En la mayoría de los casos en que la Biblia se refiere a creer o a tener fe, podríamos emplear
cualquiera de las dos palabras indistintamente. La palabra hebrea que más se traduce como
"creer" en el Antiguo Testamento, según el Diccionario Expository de palabras bíblicas: "gira en
torno a los conceptos de convicción, fe y confianza; términos que en general son sinónimos.
Igualmente, en el Nuevo Testamento en la mayoría de los casos, los significados de ‘convicción’ y
‘fe’ son equivalentes" para la palabra griega que más frecuentemente se traduce como "fe".

Tal "semejanza" puede llevarnos a pensar que de hecho no hay ninguna diferencia entre los dos
conceptos. En realidad, la idea de que convicción y fe son esencialmente lo mismo es un principio
central del protestantismo, según el cual, para ser salvo basta "creer" en el nombre de Jesucristo.

Hechos 16 es un ejemplo del Nuevo Testamento que se cita para decir que creer es lo único
necesario para la salvación. El apóstol Pablo y su compañero Silas habían sido puestos en prisión
en la ciudad romana de Filipos, que actualmente pertenece a Grecia. Estando los dos orando y
cantando himnos a Dios a la medianoche, hubo un temblor de tierra que abrió todas las puertas de
la cárcel y soltó las cadenas de los prisioneros. El carcelero se despertó con la conmoción y pensó,
confundido, que todos los detenidos habían escapado. Estaba a punto de suicidarse porque sabía
que la evasión de los prisioneros bajo su guardia significaba su propia ejecución. PeroPablo detuvo
al hombre asegurándole que todos los prisioneros estaban allí. Extrañado por los hechos y
convencido de que Pablo poseía la verdad sobre la salvación, el carcelero "se precipitó adentro, y
temblando, se postró a los pies de Pablo y de Silas; y sacándolos, les dijo: Señores, ¿qué debo
hacer para ser salvo?" (Hechos 16:29-30).

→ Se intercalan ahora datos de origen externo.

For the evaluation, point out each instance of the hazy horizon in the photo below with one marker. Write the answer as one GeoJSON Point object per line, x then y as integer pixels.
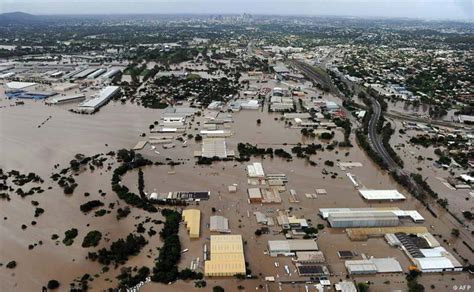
{"type": "Point", "coordinates": [421, 9]}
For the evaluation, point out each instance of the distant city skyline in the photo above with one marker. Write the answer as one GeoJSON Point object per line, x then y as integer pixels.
{"type": "Point", "coordinates": [422, 9]}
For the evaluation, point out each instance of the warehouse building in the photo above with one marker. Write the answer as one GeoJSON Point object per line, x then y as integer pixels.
{"type": "Point", "coordinates": [94, 104]}
{"type": "Point", "coordinates": [310, 257]}
{"type": "Point", "coordinates": [66, 99]}
{"type": "Point", "coordinates": [192, 218]}
{"type": "Point", "coordinates": [255, 195]}
{"type": "Point", "coordinates": [345, 286]}
{"type": "Point", "coordinates": [427, 259]}
{"type": "Point", "coordinates": [226, 258]}
{"type": "Point", "coordinates": [290, 247]}
{"type": "Point", "coordinates": [367, 219]}
{"type": "Point", "coordinates": [219, 224]}
{"type": "Point", "coordinates": [308, 270]}
{"type": "Point", "coordinates": [382, 195]}
{"type": "Point", "coordinates": [255, 170]}
{"type": "Point", "coordinates": [373, 266]}
{"type": "Point", "coordinates": [360, 267]}
{"type": "Point", "coordinates": [414, 215]}
{"type": "Point", "coordinates": [214, 147]}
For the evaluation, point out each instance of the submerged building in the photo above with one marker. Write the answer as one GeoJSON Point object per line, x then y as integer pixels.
{"type": "Point", "coordinates": [94, 104]}
{"type": "Point", "coordinates": [226, 258]}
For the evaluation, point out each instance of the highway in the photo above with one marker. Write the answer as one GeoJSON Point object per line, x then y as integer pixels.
{"type": "Point", "coordinates": [376, 140]}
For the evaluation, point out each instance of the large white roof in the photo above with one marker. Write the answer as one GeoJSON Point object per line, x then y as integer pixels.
{"type": "Point", "coordinates": [435, 263]}
{"type": "Point", "coordinates": [381, 195]}
{"type": "Point", "coordinates": [19, 85]}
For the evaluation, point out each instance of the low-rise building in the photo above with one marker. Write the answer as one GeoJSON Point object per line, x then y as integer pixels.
{"type": "Point", "coordinates": [192, 218]}
{"type": "Point", "coordinates": [290, 247]}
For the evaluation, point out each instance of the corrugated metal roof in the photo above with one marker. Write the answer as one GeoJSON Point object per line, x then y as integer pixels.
{"type": "Point", "coordinates": [192, 217]}
{"type": "Point", "coordinates": [381, 195]}
{"type": "Point", "coordinates": [227, 256]}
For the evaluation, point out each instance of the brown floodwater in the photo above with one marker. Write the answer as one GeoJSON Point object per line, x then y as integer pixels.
{"type": "Point", "coordinates": [28, 148]}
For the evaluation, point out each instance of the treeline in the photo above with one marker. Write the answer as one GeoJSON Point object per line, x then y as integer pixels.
{"type": "Point", "coordinates": [307, 150]}
{"type": "Point", "coordinates": [166, 267]}
{"type": "Point", "coordinates": [387, 132]}
{"type": "Point", "coordinates": [247, 150]}
{"type": "Point", "coordinates": [364, 143]}
{"type": "Point", "coordinates": [346, 125]}
{"type": "Point", "coordinates": [119, 250]}
{"type": "Point", "coordinates": [130, 161]}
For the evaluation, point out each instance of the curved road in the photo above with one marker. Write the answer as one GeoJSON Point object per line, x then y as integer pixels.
{"type": "Point", "coordinates": [375, 139]}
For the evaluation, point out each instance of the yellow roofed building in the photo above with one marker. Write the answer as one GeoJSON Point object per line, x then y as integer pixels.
{"type": "Point", "coordinates": [192, 218]}
{"type": "Point", "coordinates": [227, 256]}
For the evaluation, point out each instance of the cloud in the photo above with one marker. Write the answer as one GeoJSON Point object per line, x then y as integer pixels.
{"type": "Point", "coordinates": [432, 9]}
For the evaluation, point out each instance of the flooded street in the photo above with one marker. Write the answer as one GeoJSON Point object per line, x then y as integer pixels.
{"type": "Point", "coordinates": [26, 147]}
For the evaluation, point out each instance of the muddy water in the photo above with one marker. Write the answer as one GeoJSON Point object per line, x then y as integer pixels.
{"type": "Point", "coordinates": [28, 148]}
{"type": "Point", "coordinates": [459, 200]}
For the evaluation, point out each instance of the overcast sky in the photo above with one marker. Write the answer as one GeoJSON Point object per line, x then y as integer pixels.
{"type": "Point", "coordinates": [427, 9]}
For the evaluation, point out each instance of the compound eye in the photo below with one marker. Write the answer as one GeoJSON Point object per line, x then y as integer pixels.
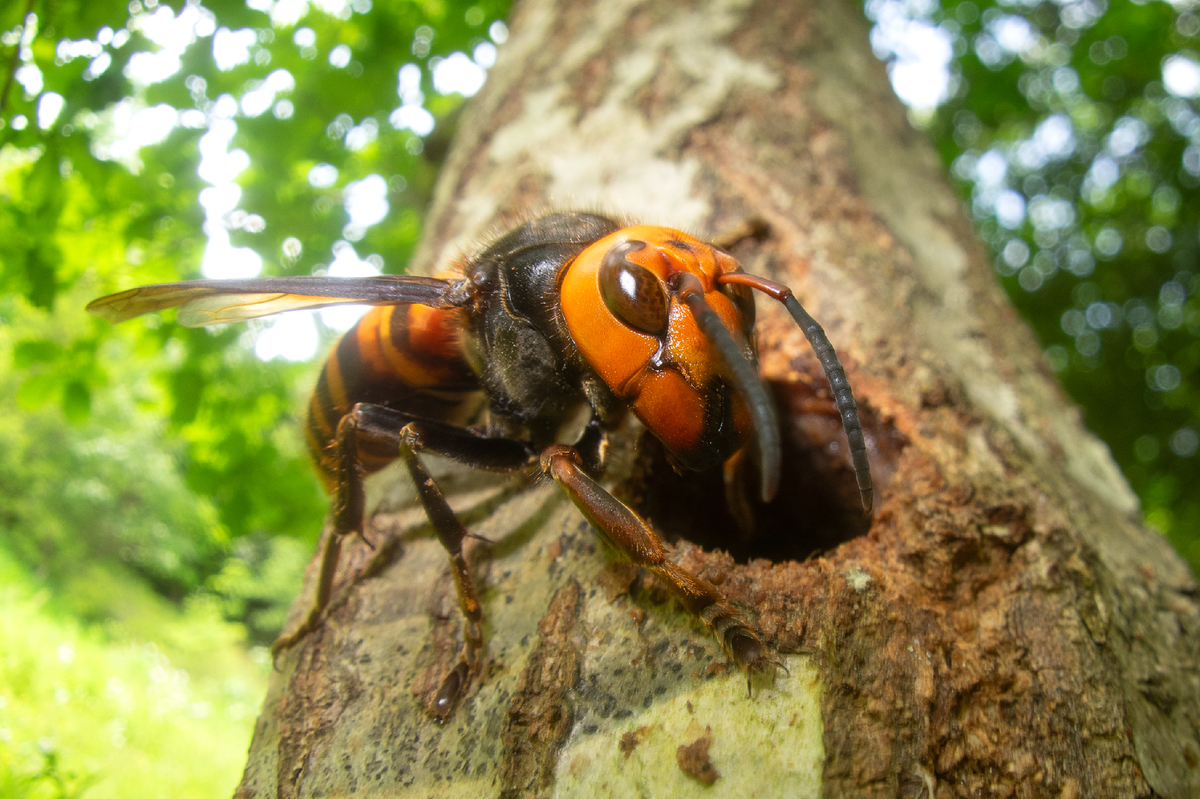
{"type": "Point", "coordinates": [743, 300]}
{"type": "Point", "coordinates": [634, 294]}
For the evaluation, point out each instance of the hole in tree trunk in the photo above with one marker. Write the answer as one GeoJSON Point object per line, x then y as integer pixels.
{"type": "Point", "coordinates": [816, 509]}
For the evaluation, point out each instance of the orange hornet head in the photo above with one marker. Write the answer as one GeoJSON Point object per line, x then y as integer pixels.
{"type": "Point", "coordinates": [645, 307]}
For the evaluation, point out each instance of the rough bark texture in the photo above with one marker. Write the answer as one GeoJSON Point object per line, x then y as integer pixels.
{"type": "Point", "coordinates": [1005, 628]}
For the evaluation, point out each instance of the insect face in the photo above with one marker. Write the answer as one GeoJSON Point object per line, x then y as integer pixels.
{"type": "Point", "coordinates": [624, 304]}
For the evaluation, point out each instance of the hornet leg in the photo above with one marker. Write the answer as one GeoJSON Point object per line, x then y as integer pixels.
{"type": "Point", "coordinates": [381, 433]}
{"type": "Point", "coordinates": [627, 532]}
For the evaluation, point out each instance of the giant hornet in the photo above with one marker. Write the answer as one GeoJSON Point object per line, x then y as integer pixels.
{"type": "Point", "coordinates": [564, 313]}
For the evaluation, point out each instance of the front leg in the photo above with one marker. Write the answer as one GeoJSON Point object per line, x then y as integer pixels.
{"type": "Point", "coordinates": [631, 535]}
{"type": "Point", "coordinates": [377, 434]}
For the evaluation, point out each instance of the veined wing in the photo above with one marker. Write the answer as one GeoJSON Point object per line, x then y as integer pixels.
{"type": "Point", "coordinates": [210, 302]}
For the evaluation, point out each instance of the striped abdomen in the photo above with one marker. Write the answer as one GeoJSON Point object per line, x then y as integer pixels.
{"type": "Point", "coordinates": [405, 356]}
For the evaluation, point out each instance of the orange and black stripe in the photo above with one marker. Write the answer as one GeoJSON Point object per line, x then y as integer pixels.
{"type": "Point", "coordinates": [407, 358]}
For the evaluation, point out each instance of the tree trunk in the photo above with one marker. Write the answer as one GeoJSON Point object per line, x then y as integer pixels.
{"type": "Point", "coordinates": [1006, 625]}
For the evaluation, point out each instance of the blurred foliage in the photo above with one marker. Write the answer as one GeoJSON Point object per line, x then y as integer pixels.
{"type": "Point", "coordinates": [93, 712]}
{"type": "Point", "coordinates": [1072, 130]}
{"type": "Point", "coordinates": [123, 131]}
{"type": "Point", "coordinates": [157, 506]}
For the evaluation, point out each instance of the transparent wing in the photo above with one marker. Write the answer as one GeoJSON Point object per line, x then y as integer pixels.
{"type": "Point", "coordinates": [210, 302]}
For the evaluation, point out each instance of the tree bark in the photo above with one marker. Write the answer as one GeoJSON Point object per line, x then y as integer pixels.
{"type": "Point", "coordinates": [1005, 626]}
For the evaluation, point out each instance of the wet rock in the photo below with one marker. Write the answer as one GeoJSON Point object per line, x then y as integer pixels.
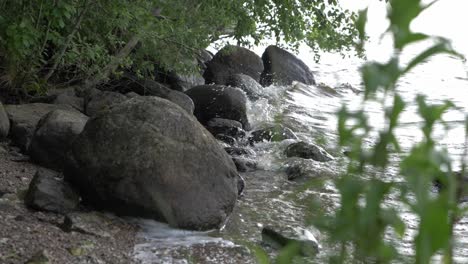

La respuesta fue: "Cree en el Señor Jesucristo, y serás salvo" (v. 31).

Basados en versículos como este, millones entre quienes se declaran cristianos, están seguros de
que si creen en el Señor Jesucristo, eso basta para la salvación. Incluso se burlan y llaman
"salvación por obras" la idea de que su creencia debe ir acompañada con pruebas tangibles de que
esta produzca alguna diferencia en su vida personal.

Lo anterior resalta una diferencia clave entre creer y tener fe. En muchos aspectos, creer es un acto
interior de reconocimiento mental o intelectual, mientras que la fe es la creencia en acción. Las dos
son necesarias, una sienta las bases para que la otra produzca nuestra reacción con fe ante el Dios
en quien creemos.

EL PASO SIGUIENTE

El apóstol Pablo escribió: "Sin fe es imposible agradar a Dios; porque es necesario que el que se
acerca a Dios crea que le hay, y que es galardonador de los que le buscan" (Hebreos 11:6). Este
pasaje describe una fe que trae dos requisitos. No solo hay que creer en la existencia de Dios, sino
que también es preciso entender que Él recompensa a quienes lo busquen con diligencia. Un
examen de estos dos elementos nos ayuda a ver la diferencia entre creer y tener fe.

Creer en Dios es el primer paso, y muy necesario. Évidentemente, no vamos a obedecer a un Dios
si no creemos que existe. ¿Acaso basta creer? Santiago escribió: "Tú crees que Dios es uno; bien
haces. También los demonios creen, y tiemblan" (Santiago 2:19). Los demonios, que antes fueron
ángeles con acceso al trono de Dios en el Cielo, no tienen la menor duda sobre la existencia de
Dios. Pero su falta de convicción no los lleva a obedecer al Dios en quien creen. Aquí comenzamos
a ver la importancia del segundo requisito de la fe.

El que crea que Dios "es galardonador de los que le buscan", también cree que lo que nosotros
hagamos, de la manera como vivimos la vida, tiene importancia para Él. Esta comprensión conecta
nuestra creencia con la acción. Es lo que llevó a los hombres y mujeres de Hebreos 11 a cumplir
acciones que demostraron su fe.

EL EJEMPLO DE ABRAHAM

Génesis 15:6 dice que Abraham "creyó al Eterno, y le fue contado por justicia". Si tomamos este
versículo aisladamente, parecería indicar que lo único necesario para contarse entre los justos es
creer en Dios. Sin embargo, Santiago, hermano de Jesús, sostiene firmemente que la convicción, si
no se respalda con acciones, sencillamente no basta.

"¿Quieres saber, hombre vano, que la fe sin obras es muerta? ¿No fue justificado por las obras
Abraham nuestro padre, cuando ofreció a su hijo Isaac sobre el altar? ¿No ves que la fe actuó
juntamente con sus obras, y que la fe se perfeccionó por las obras?" (Santiago 2:20-22).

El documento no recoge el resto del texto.